This past weekend, my parents gave Rachel and me our first overnight away from 8-month old Lincoln. As much as were missing the lad and his three older sisters, we can’t say it kept us from relishing the time together amidst California’s breathtaking redwood forests. The quietude also provided a rare chance for extended reading. I picked up Tom Davis’ Priceless and couldn’t stop ‘til it was done.
The book is a page-turner, no question, in the vein of Clancy or Ludlum. And despite its relentless pace, the book’s descriptions of Russia and its people are rich. I’ve spent quite a bit of time in the former Soviet Union, and again and again found myself in the grip of nostalgia, nodding or grinning at the way Davis captured the beauty and quirks of the mystery-shrouded land and its people.

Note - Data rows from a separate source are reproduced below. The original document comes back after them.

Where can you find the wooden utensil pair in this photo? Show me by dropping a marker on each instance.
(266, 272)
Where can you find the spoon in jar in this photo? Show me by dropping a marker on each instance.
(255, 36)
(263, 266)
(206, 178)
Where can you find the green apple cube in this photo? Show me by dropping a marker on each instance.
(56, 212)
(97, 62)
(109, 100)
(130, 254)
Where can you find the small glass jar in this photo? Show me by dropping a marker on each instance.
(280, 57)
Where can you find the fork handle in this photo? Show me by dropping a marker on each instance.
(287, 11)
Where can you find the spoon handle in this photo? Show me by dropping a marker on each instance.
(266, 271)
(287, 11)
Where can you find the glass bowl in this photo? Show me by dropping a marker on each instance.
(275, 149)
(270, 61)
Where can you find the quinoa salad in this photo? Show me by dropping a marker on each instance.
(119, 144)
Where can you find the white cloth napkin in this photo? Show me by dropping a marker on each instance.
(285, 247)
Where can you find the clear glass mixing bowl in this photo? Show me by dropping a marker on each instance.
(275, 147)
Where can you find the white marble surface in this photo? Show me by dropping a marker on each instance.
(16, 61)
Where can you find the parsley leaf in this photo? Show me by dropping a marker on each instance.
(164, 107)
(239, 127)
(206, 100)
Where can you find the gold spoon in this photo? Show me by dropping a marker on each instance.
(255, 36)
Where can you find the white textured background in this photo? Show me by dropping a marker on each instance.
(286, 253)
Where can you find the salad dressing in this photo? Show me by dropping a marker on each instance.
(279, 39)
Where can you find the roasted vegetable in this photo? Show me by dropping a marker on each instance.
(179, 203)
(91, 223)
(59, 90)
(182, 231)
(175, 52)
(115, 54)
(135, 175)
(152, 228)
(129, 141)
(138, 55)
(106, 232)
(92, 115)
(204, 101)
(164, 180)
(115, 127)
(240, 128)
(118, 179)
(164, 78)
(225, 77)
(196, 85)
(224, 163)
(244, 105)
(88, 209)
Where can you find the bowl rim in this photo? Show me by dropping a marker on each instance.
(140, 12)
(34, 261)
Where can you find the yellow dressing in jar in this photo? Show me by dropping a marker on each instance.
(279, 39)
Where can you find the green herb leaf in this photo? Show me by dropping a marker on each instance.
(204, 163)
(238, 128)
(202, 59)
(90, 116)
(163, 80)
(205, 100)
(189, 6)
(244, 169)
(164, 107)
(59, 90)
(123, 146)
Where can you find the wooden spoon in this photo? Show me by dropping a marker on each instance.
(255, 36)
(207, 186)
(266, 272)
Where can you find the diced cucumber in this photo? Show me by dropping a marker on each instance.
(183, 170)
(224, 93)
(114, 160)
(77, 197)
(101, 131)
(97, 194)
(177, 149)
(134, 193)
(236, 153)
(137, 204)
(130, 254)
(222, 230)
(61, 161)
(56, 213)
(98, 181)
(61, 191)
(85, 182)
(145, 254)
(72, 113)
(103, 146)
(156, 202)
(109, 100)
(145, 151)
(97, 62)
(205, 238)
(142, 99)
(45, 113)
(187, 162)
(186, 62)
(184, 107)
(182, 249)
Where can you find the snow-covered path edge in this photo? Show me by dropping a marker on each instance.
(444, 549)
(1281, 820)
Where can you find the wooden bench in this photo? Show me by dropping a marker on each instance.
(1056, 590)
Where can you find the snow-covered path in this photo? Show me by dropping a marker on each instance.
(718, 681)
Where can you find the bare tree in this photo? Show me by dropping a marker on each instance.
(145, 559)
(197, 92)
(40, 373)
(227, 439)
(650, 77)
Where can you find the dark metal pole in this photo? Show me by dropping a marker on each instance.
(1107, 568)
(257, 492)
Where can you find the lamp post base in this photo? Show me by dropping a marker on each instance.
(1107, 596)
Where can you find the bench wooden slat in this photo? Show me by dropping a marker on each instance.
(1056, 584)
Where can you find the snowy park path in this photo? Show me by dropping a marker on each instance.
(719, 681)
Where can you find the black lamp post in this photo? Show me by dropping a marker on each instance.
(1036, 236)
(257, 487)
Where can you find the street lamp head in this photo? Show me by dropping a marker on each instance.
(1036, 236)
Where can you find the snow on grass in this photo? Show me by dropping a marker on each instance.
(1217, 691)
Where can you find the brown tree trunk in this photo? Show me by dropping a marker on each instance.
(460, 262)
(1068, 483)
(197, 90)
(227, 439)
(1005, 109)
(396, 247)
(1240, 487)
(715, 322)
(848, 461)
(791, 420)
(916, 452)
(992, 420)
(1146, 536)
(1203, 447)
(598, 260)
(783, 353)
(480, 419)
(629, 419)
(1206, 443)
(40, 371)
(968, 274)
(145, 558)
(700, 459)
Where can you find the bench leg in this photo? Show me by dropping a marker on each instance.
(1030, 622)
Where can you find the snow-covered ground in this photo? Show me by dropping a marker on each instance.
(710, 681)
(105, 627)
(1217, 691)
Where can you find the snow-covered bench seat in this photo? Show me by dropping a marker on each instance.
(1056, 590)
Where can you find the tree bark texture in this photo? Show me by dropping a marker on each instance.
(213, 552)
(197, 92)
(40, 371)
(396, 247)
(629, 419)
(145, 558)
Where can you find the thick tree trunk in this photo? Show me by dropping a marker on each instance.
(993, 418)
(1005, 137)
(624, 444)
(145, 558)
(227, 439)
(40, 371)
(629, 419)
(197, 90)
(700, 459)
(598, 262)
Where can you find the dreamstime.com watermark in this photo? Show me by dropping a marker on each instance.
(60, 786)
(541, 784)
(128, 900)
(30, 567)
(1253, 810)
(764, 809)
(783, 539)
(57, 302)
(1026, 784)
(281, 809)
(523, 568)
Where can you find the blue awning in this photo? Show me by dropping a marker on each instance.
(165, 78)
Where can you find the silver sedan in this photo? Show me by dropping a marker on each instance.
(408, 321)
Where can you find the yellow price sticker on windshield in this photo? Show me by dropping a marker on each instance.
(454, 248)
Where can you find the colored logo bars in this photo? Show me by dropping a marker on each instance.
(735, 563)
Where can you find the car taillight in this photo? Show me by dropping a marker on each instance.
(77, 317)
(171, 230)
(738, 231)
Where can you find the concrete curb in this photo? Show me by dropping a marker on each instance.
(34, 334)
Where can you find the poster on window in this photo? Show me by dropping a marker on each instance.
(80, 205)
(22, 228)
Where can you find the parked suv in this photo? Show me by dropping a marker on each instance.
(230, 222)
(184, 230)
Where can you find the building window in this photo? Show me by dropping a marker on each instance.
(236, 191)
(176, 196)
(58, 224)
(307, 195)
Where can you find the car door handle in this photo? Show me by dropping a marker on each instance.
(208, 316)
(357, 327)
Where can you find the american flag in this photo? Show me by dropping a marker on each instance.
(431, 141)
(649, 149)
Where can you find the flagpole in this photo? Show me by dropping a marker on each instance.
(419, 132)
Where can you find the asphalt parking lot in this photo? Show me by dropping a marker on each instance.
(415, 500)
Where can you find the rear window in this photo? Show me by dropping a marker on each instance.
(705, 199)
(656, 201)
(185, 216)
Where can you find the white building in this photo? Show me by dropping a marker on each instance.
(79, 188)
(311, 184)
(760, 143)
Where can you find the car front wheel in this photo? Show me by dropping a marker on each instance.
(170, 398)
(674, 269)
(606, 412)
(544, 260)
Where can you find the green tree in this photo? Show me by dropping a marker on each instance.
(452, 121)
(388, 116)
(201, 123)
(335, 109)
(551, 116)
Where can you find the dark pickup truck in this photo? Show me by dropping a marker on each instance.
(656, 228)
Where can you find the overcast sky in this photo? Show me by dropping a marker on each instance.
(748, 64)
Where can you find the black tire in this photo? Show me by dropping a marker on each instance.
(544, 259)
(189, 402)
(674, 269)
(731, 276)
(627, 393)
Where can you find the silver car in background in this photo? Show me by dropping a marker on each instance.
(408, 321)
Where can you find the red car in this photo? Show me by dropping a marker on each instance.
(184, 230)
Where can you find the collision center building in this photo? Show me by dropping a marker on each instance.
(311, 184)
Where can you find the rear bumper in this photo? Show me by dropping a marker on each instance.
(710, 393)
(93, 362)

Beyond the sheer pleasure of a good read, however, the significance of the book is far deeper. It leaves the reader awash not just in knowledge, but in the experience and emotion, of what it means for an orphan to live without provider or protector. It helps us not only to understand, but to feel, why God calls us to “defend the cause of the fatherless.”
That’s why every movement in response to God’s call for justice requires not only good theology and strategy, but also good art. As CS Lewis describes it in The Abolition of Man, our head can only rule our decisions “through the chest [heart].” That means that as vital as right thinking is, it is ultimately a rightly-formed heart (will, desire, emotion, aspiration, longing) that most impels right action. (This is why Scripture urges, “Above all else, guard your heart, for it is the wellspring of life”—Proverbs 4:23.) Good art, from truth-telling stories to music to movies, can powerfully stir and shape our hearts. It can draw truth from idea to action. Good art leads a migration from mind to heart, and then from there to hands and feet.
That’s just what Davis sought to do via a can’t-put-it-down thriller in Priceless. He accomplished his goal marvelously.